Thanks everyone for your responses to my post about depression and paranoia, they've been most informative. Several people have echoed what I was thinking about, which was not really a psychiatric diagnosis of paranoia, but rather the doubt, fear and uncertainty caused by living with the often unvoiced suspicion that one might be subconsciously causing one's own physical symptoms. I think all the posts have showed that the evidence is clear that ME/CFS does not in itself cause depressive or other mental illness.
In the context of recent events, on reflection I can see that my post might have been easily misinterpreted, so in case there's any confusion about that, I want to make it clear that I was thinking primarily about my own experience there, and not about recent events. I've already described some of my depressive illness. Paranoia was perhaps the wrong word for the other part of what I was wondering about, because as has been pointed out, there's a big difference between the clinical and layman's uses of that word. I suppose I was thinking aloud about something that seems incredibly significant to me: the effect on an individual (me, and presumably all of us to some extent) of the suggestion or suspicion that their physical illness may have a psychological root.
In many ways I have been very lucky, because the psychologising of my own illness has been gradual, gentle, well-meaning, nuanced, and subtle. I have never felt that I would be in danger of sectioning if I declined the offers of CBT. Nevertheless, even before the first mention was made, I had begun to sense that there was something odd about my GP's attitude: he seemed to be excessively downplaying one or two clearly visible symptoms, and he seemed to be somehow suspicious of what I was describing, for no reason I could guess at. When I challenged him and discovered that he did indeed suspect a psychological cause behind my myriad physical complaints, his behaviour suddenly all made sense, and I quickly moved on to another GP.
I left the next GP in no doubt, from the word go, that I was not interested in any suggestion that my illness had a psychological root, and that if he believed that and failed to tell me so, I would consider that a disgusting breach of ethics, no matter what he learnt at university.

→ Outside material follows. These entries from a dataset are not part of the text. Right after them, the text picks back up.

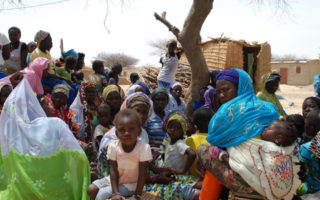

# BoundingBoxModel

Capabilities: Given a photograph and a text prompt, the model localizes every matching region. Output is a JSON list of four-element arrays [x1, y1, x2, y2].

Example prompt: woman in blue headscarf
[[198, 69, 279, 198]]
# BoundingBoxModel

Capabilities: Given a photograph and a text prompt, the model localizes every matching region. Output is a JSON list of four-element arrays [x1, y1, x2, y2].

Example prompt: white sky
[[0, 0, 320, 66]]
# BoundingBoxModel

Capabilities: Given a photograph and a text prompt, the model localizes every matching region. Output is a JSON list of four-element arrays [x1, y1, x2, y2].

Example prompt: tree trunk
[[155, 0, 213, 116]]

So he hasn't troubled me on that score, but he still occasionally suggests that CBT might help me develop better coping strategies, and in any case, the damage is already done: I can't really trust a doctor now.
The fractional but nagging element of doubt has been there in my own mind ever since: is it really possible that my physical symptoms have a psychological root? I feel certain they do not, there is no reason to believe that they do, yet it's something I cannot disprove, and the medical world seems obsessed with this idea for some unknown reason. Could it really be true that they are right? I know in my heart it's not true, but once the idea is out there, it never quite goes away. And can I trust my GP when he says he does not believe my illness has a psychological root? I know how he was trained; I know he must have his doubts as well, and now I've seen training videos that instruct him not to reveal his suspicions to me directly! So now I know that trust between us is impossible, I know that I can't trust doctors, and maybe I can't even trust myself.
What I'm trying to say is: this concept is out there, and it seems to me that whatever you call the resulting disturbances, it has a ripple effect on us all. We deal with it in various ways. Sometimes we deal with it by outright, clear and angry denial: we allow no suggestion of psychological explanations, we even come to hate all psychology and psychologists, and we lash out at anyone who suggests they may be right. When we do, we are successfully resisting the idea, but it has still managed to change who we are. Some of us, sometimes, turn in on ourselves, and we are plagued by self-doubt and insecurity. Some take one path, some take another, and I suspect most (myself included) have reacted in both ways at different times. All of us are separated from our friends, family and society by the way we wrestle with this idea. And most tragically of all, we can become separated from each other by it, and we can fall to arguing amongst ourselves - all thanks to that original poisonous idea sowing seeds of doubt in our minds.
Cort, I hope you have misinterpreted Alice_Band's post: I read her mention of trolls as a friendly warning, not as an insinuation. I wasn't being naive, I just chose to read it that way. Alice isn't the only person to warn me that just because I have never met a troll, does not mean they do not exist, and out of respect I have to take that friendly warning seriously. I will have to be wary - so now I have a new seed of doubt, something new to fear, and a reason to distrust people who express contrary views. But the poisonous potential of that suspicion of trolling somehow reminds me of the poisonous potential of the unfounded suggestion of psychological illness - both are forms of fear and doubt which can separate people from each other.
Even if all that suspicion may sometimes be well-founded, all I do know for sure is that often it is not, and if I approach someone who is actually genuine with mistrust - because they betray Stockhausen-like behaviour, or because their reaction to the theory of the psychologists lacks the outrage and anger I feel myself - then I risk adding further abuse to a person who suffers like myself and currently deals with it in a different way. Such people are even less free of the psychological web of confusion than myself - perhaps I'm lucky to be stubborn enough to withstand the weight of that constant suggestion - so in the end I'm more worried about falsely accusing those people than I am of wasting my time arguing with a troll. Perhaps I'm just trying to follow the guideline my doctors seem to have misunderstood: First, do no harm.